Saturday, August 14, 2004

ANOTHER MURDERER I KNOW

I'm not one hundred percent sure, but I think I taught this guy public speaking for a semester when he was a freshman. From the Houston Chronicle:

Teenager to die for murdering two neighbors

Unmoved by his mother's description of him as "a kind and gentle soul," a Harris County jury decided Wednesday that 18-year-old Robert Acuna should die for murdering two elderly neighbors in a quiet Baytown subdivision.

Prosecutors offered little explanation for why the Sterling High School junior, who worked part time at a fast-food restaurant, shot James Carroll, 75, and his wife, Joyce, 74, last fall.

"He has evil in his heart," Assistant District Attorney Renee Magee told jurors as she urged them to return a death sentence.


Acuna was 17 at the time of the murders. The U.S. Supreme Court plans to consider later this year whether it is constitutional to execute killers who were younger than 18 when they committed their crimes.

Click here for the rest.

Even if he's not the person I'm thinking of, it's goddamn sad anyway.

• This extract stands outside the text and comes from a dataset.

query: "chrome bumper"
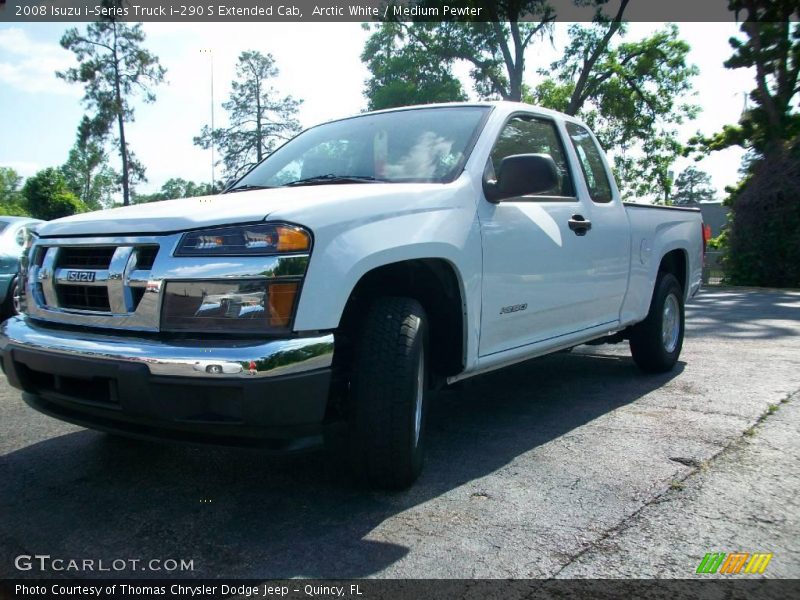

I looked up his picture, but it's not quite the face I remember--he's older now, manly, more filled out; the kid I knew was skinny, a bit awkward. But the eyes are the same, deep and soulful. The more I think about it, the more I feel like he's the one.

This is really fucking sad.

The Robert Acuna I knew was shy and quiet, more like the "kind and gentle" soul described by his mother than the cold blooded killer he apparently turned out to be. I didn't know him well because he was so introverted, but the Chronicle article makes clear what happened to him:

Witnesses described Acuna as a quiet loner who had begun to project a gangster image, wearing flashy jewelry, a gold tooth and a large belt buckle inscribed with the word "Pimp."

All teenagers are in the process of developing their identities, and as all adults know, the process can sometimes be brutal, especially in the pressure-cooker high school environment, where personality and reputation are everything. Baytown's Sterling High School is an especially intense place which has left me in something of a state of shell shock after my six years of teaching there. I have a strong personality and sense of identity; I can only imagine what it must be like for someone with low self-esteem and a relatively undeveloped sense of individuality: Robert Acuna became tired of his sense of weakness, of being just a face in the crowd. He gravitated toward an image of strength, one glorified by both pop culture and teen society. In his weakness, he sought to prove himself worthy of respect, emulating the gangster lore that most teenagers take with a grain of salt. In his weakness, he committed the gravest of sins.

How can Renee Magee look into his soul and know that Robert Acuna "has evil in his heart?" It infuriates me the way these self-righteous prosecutors make such moral judgments. Robert Acuna committed a heinous act of evil, and he must pay for his crime, but I don't believe he is evil. I believe he's just a kid, and this whole thing is awful.

Killing him won't bring back his victims, but it will devastate his family and loved ones. He is in custody now, and has been found guilty. He won't be killing anyone else. Why does the state think that another death will make things better?